Raïevsky rapportait que les troupes se tenaient fermes dans leurs positions et que les Français n’osaient plus les attaquer.

Après l’avoir écouté, Koutouzov dit :

Vous ne pensez donc pas, comme les autres, que nous sommes obligés de nous retirer.

Au contraire, Votre Altesse, dans les affaires indécises, c’est toujours le plus opiniâtre qui reste victorieux, et mon opinion

Koutouzov appela son aide de camp.

— Kaissarov, assieds-toi et écris l’ordre pour demain. Et toi, dit-il à un autre, va sur la ligne et annonce que demain nous attaquons.

Pendant que cette conversation avait lieu avec Raïevsky, et pendant que Koutouzov dictait l’ordre, Volsogen revenait de voir Barclay et disait que le général Barclay de Tolly désirait avoir l’affirmation écrite de cet ordre du feld maréchal.

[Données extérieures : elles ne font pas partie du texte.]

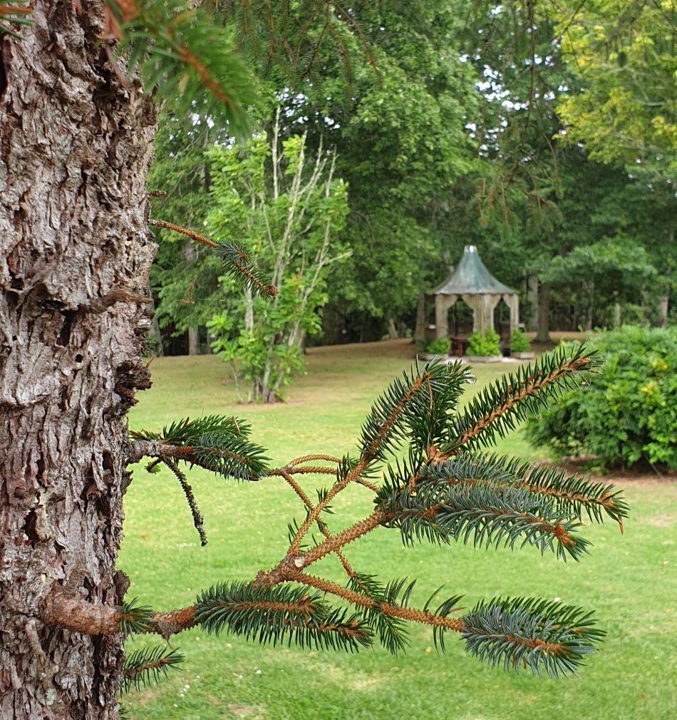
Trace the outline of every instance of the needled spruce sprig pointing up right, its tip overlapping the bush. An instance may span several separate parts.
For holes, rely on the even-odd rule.
[[[494,444],[496,434],[504,437],[529,413],[547,407],[547,401],[558,399],[564,390],[577,387],[576,378],[594,372],[598,366],[596,355],[586,355],[581,345],[558,348],[533,365],[521,366],[516,374],[504,374],[460,415],[455,439],[445,446],[443,454]]]

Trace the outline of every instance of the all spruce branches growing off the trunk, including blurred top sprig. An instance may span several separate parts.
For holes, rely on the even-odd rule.
[[[242,8],[251,5],[242,3]],[[319,1],[307,5],[316,10],[340,7]],[[252,99],[253,83],[233,49],[235,40],[226,24],[208,17],[209,7],[217,4],[119,0],[110,6],[109,40],[123,41],[119,60],[127,70],[141,68],[147,91],[157,90],[160,96],[182,94],[189,107],[227,122],[232,132],[246,131],[243,107]],[[9,7],[0,4],[2,32],[9,31],[5,16],[16,24],[22,15],[16,9],[9,14]],[[210,32],[217,32],[221,43],[212,45],[214,35],[206,32],[209,22]],[[219,49],[198,53],[207,39]],[[273,33],[273,55],[275,47]],[[198,102],[194,98],[201,96],[199,89],[209,90],[210,99],[196,107],[191,103]],[[256,273],[245,248],[217,246],[197,233],[178,231],[218,251],[229,271],[250,287],[274,294]],[[581,536],[583,516],[594,522],[609,517],[622,528],[627,507],[619,493],[611,486],[480,451],[529,413],[556,400],[562,390],[585,379],[596,365],[596,358],[583,347],[569,354],[555,351],[506,374],[468,408],[459,410],[465,385],[474,382],[468,367],[417,362],[375,402],[355,454],[342,458],[309,454],[282,467],[270,467],[265,449],[252,439],[253,428],[234,417],[185,418],[161,431],[135,431],[127,462],[148,458],[149,472],[160,463],[171,469],[183,487],[203,543],[203,518],[186,480],[194,466],[224,480],[286,482],[299,498],[304,519],[291,521],[288,550],[275,567],[260,570],[249,582],[224,579],[201,592],[187,608],[159,613],[130,600],[109,613],[107,606],[91,606],[55,590],[45,611],[48,621],[91,635],[156,633],[165,640],[201,626],[211,633],[229,632],[260,643],[349,652],[378,641],[393,653],[408,644],[409,624],[419,623],[432,627],[442,651],[447,634],[453,632],[469,653],[491,665],[526,667],[555,677],[576,672],[603,636],[588,611],[536,598],[494,598],[463,612],[460,595],[438,598],[440,591],[422,608],[414,608],[410,603],[414,580],[365,575],[353,568],[346,548],[379,530],[398,532],[405,544],[472,541],[478,548],[535,546],[563,561],[581,559],[589,549]],[[317,500],[311,500],[302,486],[309,474],[327,479]],[[332,502],[350,485],[371,493],[373,510],[357,523],[334,529],[330,523],[338,526],[340,518],[332,514]],[[318,540],[312,536],[315,526],[321,534]],[[345,570],[345,584],[309,572],[330,555]],[[164,647],[131,654],[124,670],[127,687],[160,679],[180,662],[178,652]]]

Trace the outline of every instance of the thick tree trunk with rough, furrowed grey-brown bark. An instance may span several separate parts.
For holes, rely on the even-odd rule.
[[[126,589],[155,113],[109,65],[100,1],[32,6],[24,40],[0,36],[0,717],[114,719],[122,637],[41,618],[55,586]]]

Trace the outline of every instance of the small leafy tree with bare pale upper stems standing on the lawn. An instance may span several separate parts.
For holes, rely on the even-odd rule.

Sans regarder Volsogen, Koutouzov ordonna d’écrire cet ordre que l’ancien général en chef désirait avoir pour éviter, avec raison, la responsabilité personnelle. Et, par un lien mystérieux, indéfinissable, qui soutenait dans toute l’armée la même impression qu’on appelle l’esprit de l’armée et qui est le nerf principal de la guerre, les paroles de Koutouzov, son ordre, se transmirent momentanément dans tous les points de l’armée. Ce n’étaient pas les paroles mêmes, ce n’était pas l’ordre qui étaient transmis dans les derniers anneaux de cette chaîne, dans les récits transmis de l’un à l’autre aux divers points de l’armée, il n’y avait même rien de semblable à ce qu’avait dit Koutouzov, mais le sens de ses paroles se communiquait partout, parce que les paroles de Koutouzov découlaient non de considérations habiles mais du sentiment qui était en l’âme du général en chef comme dans celle de chaque Russe.

En apprenant que nous attaquerions l’ennemi le lendemain, en entendant, des sphères supérieures de l’armée, l’affirmation de ce à quoi ils voulaient croire, les hommes épuisés, chancelants, se rassérénaient et s’encourageaient.

  1. Transporter dans l’espace.
  2. Le vieux monsieur se met tout à fait à son aise.
  3. Du vieux monsieur.
  4. De l’obstination du vieux monsieur.